Williams, though himself not a slave by virtue of the fact that his grandmother was an Indian, was considered a good judge of healthy slaves, those who would prove profitable to their owners, so he often accompanied slave purchasers to the Baltimore slave markets.
He told of having been taken by a certain slave master to the Baltimore wharf, boarded a boat and after the slave dealer and the captain negotiated a deal, he, Williams, not realizing that he was being used as a decoy, led a group of some thirty or forty blacks, men, women and children, through a dark and dirty tunnel for a distance of several blocks to a slave market pen, where they were placed on the auction block.
He was told to sort of pacify the black women who set up a wail when they were separated from their husbands and children. It was a pitiful sight to see them, half naked, some whipped into submission, cast into slave pens surrounded by iron bars. A good healthy negro man from 18 to 30 would bring from $200 to $800. Women would bring about half the price of the men. Often when the women parted with their children and loved ones, they would never see them again.
Such conditions as existed in the Baltimore slave markets, which were considered the most important in the country, and the subsequent ill treatment of the unfortunates, hastened the war between the states.
The increasing numbers of free negroes also had much to do with causing the civil war. The South was finding black slavery a sort of white elephant. Everywhere the question was what to do with the freeman. Nobody wanted them. Some states declared they were a public nuisance.

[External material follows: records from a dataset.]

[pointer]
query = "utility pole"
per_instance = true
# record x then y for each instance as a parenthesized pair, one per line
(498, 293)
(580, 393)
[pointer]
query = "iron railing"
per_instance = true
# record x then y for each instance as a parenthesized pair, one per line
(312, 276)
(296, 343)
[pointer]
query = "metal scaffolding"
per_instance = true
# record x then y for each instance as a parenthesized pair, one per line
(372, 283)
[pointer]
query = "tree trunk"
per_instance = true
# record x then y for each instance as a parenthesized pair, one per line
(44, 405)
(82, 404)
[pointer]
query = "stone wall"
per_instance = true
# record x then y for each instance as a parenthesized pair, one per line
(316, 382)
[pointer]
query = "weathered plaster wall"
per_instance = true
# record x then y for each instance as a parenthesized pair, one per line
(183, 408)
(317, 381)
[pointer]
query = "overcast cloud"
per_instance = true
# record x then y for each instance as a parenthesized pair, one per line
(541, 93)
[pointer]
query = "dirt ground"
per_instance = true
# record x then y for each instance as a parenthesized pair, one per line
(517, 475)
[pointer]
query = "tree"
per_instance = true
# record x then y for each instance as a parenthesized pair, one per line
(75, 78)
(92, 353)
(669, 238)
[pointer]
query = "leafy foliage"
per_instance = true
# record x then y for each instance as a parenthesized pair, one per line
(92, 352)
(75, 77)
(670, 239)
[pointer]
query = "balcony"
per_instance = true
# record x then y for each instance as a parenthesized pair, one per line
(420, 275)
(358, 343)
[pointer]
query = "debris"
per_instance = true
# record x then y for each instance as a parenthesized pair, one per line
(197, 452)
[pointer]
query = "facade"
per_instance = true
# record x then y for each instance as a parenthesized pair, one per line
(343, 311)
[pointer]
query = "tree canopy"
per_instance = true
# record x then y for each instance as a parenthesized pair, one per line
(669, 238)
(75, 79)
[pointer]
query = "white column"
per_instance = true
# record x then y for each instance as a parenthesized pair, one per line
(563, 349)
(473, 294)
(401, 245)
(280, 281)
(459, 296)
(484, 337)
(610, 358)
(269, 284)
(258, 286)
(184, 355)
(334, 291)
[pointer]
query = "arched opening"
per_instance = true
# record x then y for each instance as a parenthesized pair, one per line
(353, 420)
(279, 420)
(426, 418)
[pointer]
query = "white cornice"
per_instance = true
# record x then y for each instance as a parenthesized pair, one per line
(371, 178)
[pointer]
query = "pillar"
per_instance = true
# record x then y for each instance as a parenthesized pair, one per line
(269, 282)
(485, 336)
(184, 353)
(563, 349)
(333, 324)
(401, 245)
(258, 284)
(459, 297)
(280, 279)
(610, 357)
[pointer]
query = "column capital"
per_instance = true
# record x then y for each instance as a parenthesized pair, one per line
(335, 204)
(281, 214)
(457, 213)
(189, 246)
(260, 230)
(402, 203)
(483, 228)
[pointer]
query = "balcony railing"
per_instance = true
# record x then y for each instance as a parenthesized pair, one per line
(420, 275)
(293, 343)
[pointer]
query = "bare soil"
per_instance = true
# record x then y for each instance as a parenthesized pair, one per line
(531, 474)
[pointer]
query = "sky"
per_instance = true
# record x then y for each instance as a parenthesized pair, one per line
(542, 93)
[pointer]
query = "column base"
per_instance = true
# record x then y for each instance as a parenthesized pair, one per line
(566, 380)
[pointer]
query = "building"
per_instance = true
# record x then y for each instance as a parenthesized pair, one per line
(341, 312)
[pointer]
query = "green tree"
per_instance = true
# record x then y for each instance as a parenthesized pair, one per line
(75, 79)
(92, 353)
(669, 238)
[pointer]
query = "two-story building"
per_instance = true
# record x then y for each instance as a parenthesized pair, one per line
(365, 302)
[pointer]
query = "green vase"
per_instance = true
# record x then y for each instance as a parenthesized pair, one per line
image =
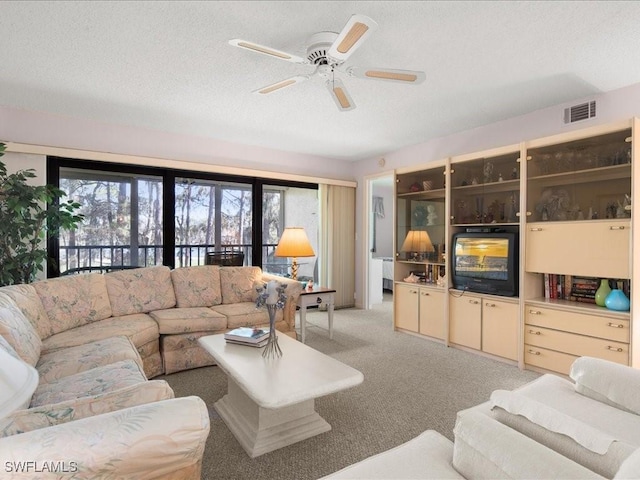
(603, 290)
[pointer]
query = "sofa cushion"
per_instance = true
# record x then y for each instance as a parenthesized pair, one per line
(197, 286)
(74, 300)
(69, 361)
(484, 448)
(140, 290)
(92, 382)
(140, 328)
(245, 314)
(559, 394)
(44, 416)
(20, 334)
(607, 382)
(27, 300)
(630, 468)
(4, 345)
(238, 284)
(185, 320)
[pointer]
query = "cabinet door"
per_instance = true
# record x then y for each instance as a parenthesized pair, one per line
(465, 320)
(406, 307)
(500, 328)
(590, 249)
(432, 313)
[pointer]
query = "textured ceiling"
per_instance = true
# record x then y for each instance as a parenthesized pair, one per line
(167, 66)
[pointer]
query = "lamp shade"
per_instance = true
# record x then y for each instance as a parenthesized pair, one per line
(294, 243)
(18, 381)
(417, 241)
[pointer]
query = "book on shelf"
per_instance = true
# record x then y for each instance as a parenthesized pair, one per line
(259, 344)
(247, 334)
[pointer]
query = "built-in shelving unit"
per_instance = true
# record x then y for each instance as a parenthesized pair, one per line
(575, 193)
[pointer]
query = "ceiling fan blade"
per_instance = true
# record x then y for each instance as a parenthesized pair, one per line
(340, 95)
(271, 52)
(354, 33)
(274, 87)
(403, 76)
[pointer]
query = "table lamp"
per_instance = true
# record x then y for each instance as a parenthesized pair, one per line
(18, 381)
(294, 243)
(416, 243)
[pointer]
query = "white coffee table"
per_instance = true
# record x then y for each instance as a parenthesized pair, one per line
(270, 402)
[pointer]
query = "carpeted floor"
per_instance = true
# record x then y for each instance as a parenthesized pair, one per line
(410, 385)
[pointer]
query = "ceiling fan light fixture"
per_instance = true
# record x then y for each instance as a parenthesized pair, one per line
(355, 33)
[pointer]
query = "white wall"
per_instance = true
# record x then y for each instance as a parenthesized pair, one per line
(24, 161)
(611, 107)
(45, 129)
(384, 226)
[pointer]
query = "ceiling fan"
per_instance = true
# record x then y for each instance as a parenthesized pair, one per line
(328, 51)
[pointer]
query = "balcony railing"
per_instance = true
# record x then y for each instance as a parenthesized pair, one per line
(102, 257)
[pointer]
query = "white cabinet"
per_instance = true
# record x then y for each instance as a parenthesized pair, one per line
(420, 309)
(596, 248)
(432, 321)
(485, 323)
(406, 305)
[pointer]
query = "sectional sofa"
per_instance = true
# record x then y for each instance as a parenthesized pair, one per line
(163, 312)
(95, 341)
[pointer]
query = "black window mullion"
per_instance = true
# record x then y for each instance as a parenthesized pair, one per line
(169, 219)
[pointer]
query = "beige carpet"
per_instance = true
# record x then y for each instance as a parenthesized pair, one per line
(410, 385)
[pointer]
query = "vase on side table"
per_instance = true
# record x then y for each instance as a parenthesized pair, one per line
(603, 291)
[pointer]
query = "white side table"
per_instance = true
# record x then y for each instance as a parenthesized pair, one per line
(316, 296)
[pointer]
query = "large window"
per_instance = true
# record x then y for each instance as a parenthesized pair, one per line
(212, 217)
(123, 220)
(141, 216)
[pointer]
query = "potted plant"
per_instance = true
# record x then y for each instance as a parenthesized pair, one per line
(27, 214)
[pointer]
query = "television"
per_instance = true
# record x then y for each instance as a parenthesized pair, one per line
(485, 262)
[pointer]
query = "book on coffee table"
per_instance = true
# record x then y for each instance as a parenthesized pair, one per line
(247, 334)
(259, 344)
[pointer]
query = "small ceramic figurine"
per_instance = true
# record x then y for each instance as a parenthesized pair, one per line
(432, 216)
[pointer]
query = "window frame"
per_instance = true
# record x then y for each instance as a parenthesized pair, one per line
(169, 176)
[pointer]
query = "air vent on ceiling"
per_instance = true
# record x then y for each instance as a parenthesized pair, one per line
(583, 111)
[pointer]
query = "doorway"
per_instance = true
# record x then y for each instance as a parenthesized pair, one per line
(379, 228)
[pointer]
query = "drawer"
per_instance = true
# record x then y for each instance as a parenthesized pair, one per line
(548, 359)
(576, 344)
(594, 326)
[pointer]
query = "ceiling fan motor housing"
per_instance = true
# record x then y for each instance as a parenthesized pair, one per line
(319, 44)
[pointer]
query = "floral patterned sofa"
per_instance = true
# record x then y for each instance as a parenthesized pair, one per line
(95, 415)
(162, 312)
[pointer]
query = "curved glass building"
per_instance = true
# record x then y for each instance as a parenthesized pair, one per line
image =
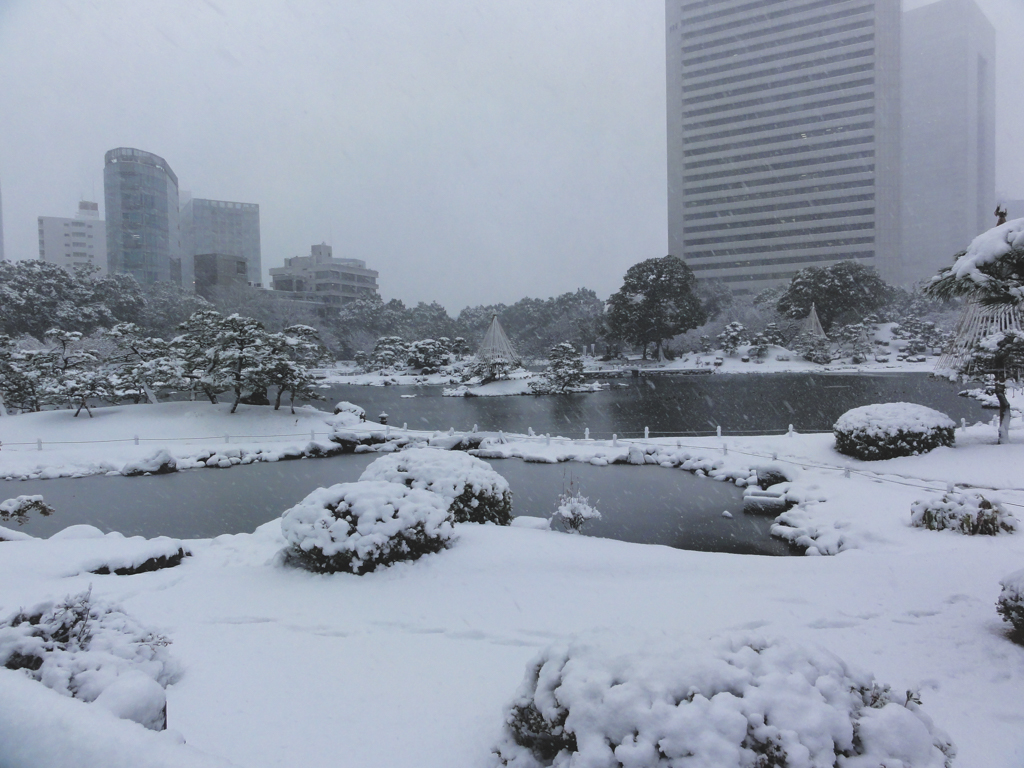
(140, 193)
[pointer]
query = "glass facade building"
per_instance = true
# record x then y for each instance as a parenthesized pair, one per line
(783, 129)
(140, 193)
(218, 226)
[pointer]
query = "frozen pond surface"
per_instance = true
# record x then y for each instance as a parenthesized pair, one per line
(673, 404)
(647, 504)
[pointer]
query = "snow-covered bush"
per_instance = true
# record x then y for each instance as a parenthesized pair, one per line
(1011, 602)
(740, 702)
(94, 651)
(732, 337)
(890, 429)
(20, 507)
(574, 510)
(473, 489)
(967, 512)
(358, 526)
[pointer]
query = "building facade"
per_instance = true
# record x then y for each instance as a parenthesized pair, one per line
(322, 278)
(75, 242)
(218, 226)
(948, 62)
(143, 238)
(783, 129)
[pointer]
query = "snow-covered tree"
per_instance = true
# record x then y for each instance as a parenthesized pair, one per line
(656, 302)
(843, 290)
(732, 338)
(564, 369)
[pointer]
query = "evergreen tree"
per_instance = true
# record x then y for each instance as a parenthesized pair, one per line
(655, 302)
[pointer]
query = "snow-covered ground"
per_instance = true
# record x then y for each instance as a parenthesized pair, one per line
(416, 665)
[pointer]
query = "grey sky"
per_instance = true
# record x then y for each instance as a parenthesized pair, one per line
(472, 152)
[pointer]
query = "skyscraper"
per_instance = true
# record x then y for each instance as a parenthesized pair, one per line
(948, 62)
(783, 128)
(217, 226)
(141, 199)
(71, 243)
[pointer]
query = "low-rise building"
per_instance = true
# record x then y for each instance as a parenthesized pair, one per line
(324, 279)
(74, 242)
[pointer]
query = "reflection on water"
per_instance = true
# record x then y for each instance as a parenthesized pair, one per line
(647, 505)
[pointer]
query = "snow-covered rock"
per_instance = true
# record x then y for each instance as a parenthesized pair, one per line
(358, 526)
(735, 702)
(968, 512)
(82, 646)
(475, 492)
(1011, 602)
(890, 429)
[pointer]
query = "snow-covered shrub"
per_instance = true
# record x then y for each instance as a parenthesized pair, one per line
(19, 507)
(890, 429)
(574, 510)
(967, 512)
(742, 702)
(94, 651)
(358, 526)
(1011, 602)
(475, 492)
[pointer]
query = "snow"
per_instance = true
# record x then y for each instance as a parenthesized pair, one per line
(886, 419)
(463, 480)
(634, 699)
(361, 524)
(988, 247)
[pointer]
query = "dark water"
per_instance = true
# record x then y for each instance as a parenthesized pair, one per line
(668, 404)
(647, 505)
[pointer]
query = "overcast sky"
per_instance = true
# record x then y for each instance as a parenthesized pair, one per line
(471, 152)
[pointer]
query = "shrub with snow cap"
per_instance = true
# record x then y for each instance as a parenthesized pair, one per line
(891, 429)
(967, 512)
(475, 492)
(358, 526)
(741, 702)
(1011, 602)
(92, 650)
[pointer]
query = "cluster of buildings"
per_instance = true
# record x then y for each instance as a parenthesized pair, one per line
(212, 247)
(804, 132)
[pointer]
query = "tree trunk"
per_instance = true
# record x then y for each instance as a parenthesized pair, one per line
(1005, 412)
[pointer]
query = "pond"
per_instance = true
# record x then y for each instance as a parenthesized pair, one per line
(646, 504)
(748, 403)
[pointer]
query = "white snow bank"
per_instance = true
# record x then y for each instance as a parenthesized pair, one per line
(475, 492)
(355, 526)
(988, 247)
(646, 701)
(42, 729)
(886, 419)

"Uncle Rezin", by which name some called him, since slavery days, was, besides being engaged in preaching the Gospel, journeying from one town to another, where he has performed hundreds of marriages among his race, baptised thousands, performed numerous christenings and probably preached more sermons than any Negro now living. He preached his last sermon two years ago. He says his life's work is now through and he is crossing over the River Jordan and will soon be on the other side. Since the Civil War he has made extra money for his support during depression times by doing odd jobs of whitewashing, serving as a porter or janitor, cutting wood, hauling and running errands, also serving as a teamster, picking berries and working as a laborer. He has had several miraculous escapes from death during his long life. Twice during the past quarter of a century his home at Mount Winans has been destroyed by fire, when firemen rescued him in the nick of time, and some years ago, when he was suddenly awakened during a severe windstorm, his house was unroofed and blew down. When workmen were clearing away the debris in search for "Uncle" Rezin, some hours later, a voice was heard coming from a large barrel in the cellar. It was from Williams, who somehow managed to crawl in the barrel during the storm, and called out: "De Lord hab sabed me. You all haul me out of here, but I'se all right." Scabo, his pet dog, was killed by the falling debris during the storm. Firemen at Westport state that three years ago, when fire damaged "Uncle" Rezin's home, the aged negro preacher refused to be rescued, and walked out of the building through stifling smoke, as though nothing had happened. When veterans of a great war have been mowed down by the scythe of Father Time until their numbers are few, an added public interest attaches to them. Baltimore septuagenarians remember the honor paid to the last surviving "Old Defenders", who faced the British troops at North Point in 1814, and now the few veterans of the War of Secession, whether they wore the blue or the gray, receive similar attention. A far different class, one peculiarly associated with the strife between the North and the South, are approaching the point of fading out from the life of today—the old slaves, and original old freemen. "Parson" Williams tops the list of them all.